# Don’t know room dimensions? Use LF modes!



## basscleaner (Aug 22, 2011)

Recently I did acoustical measurements at new recordings studio in Astana (town – capital of Kazakhstan). Unfortunately, there were not any architectural documents, but it was need to know the height of the room. There was not any stairway, the height was too high to use a chair or table. After some minute thinking, I’ve carried measurements of LF resonances in the room by ETF 5.8 and got this values: 31; 39; 43; 49; 52; 59 Hz. Next step was to calculate frequencies by well known formulas and to compare. I’ve got the same magnitudes at dimensions 9.9x8,7x5,5 m. So, the height 5,5 meters was determined, however, I was not sure, that it’s truth.
I know, that sound velocity depends on temperature, humidity and atmosphere pressure level, but was surprised, when AutoCAD plans had showed practically the same results (9920x8650x5500 mm concrete walls and floor-ceiling). Maybe this is a simple method for hided hard walls determination?


----------



## Zeitgeist (Apr 4, 2009)

basscleaner said:


> Recently I did acoustical measurements at new recordings studio in Astana (town – capital of Kazakhstan). Unfortunately, there were not any architectural documents, but it was need to know the height of the room. There was not any stairway, the height was too high to use a chair or table. After some minute thinking, I’ve carried measurements of LF resonances in the room by ETF 5.8 and got this values: 31; 39; 43; 49; 52; 59 Hz. Next step was to calculate frequencies by well known formulas and to compare. I’ve got the same magnitudes at dimensions 9.9x8,7x5,5 m. So, the height 5,5 meters was determined, however, I was not sure, that it’s truth.
> I know, that sound velocity depends on temperature, humidity and atmosphere pressure level, but was surprised, when AutoCAD plans had showed practically the same results (9920x8650x5500 mm concrete walls and floor-ceiling). Maybe this is a simple method for hided hard walls determination?

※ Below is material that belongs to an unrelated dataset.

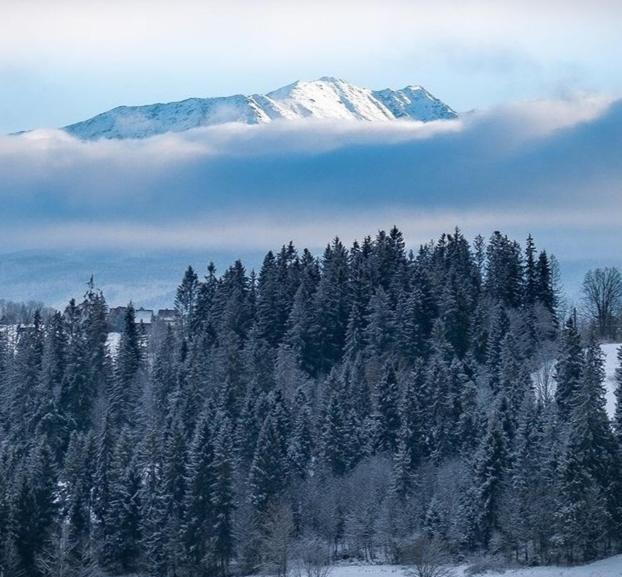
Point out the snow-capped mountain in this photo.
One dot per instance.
(326, 98)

That's an interesting idea to use acoustical measurements to derive dimensions. In my experience the modes have been close to the dimensions, but are never 100% accurate. Rare to have a true box. 

I've used an Ultrasonic tape measure for some measurements on hard surfaces that has worked pretty well - for spaces that are difficult to get to. 

Interesting to hear your experience.


----------



## basscleaner (Aug 22, 2011)

Real dimensions determinations by FURDD (Frequencies Use for Real Dimensions Determination) cannot be accurate method, no doubts. Obviously, we can discuss approximation, based on sufficient amount of measured eigenvalues (or eigenfrequencies), which corresponds calculations with good accuracy. Anyway, this is a subject of science work with not evident perspectives of practical use. Unfortunately, I’ve got no any opportunity to continue this interesting investigation right now.:huh:


----------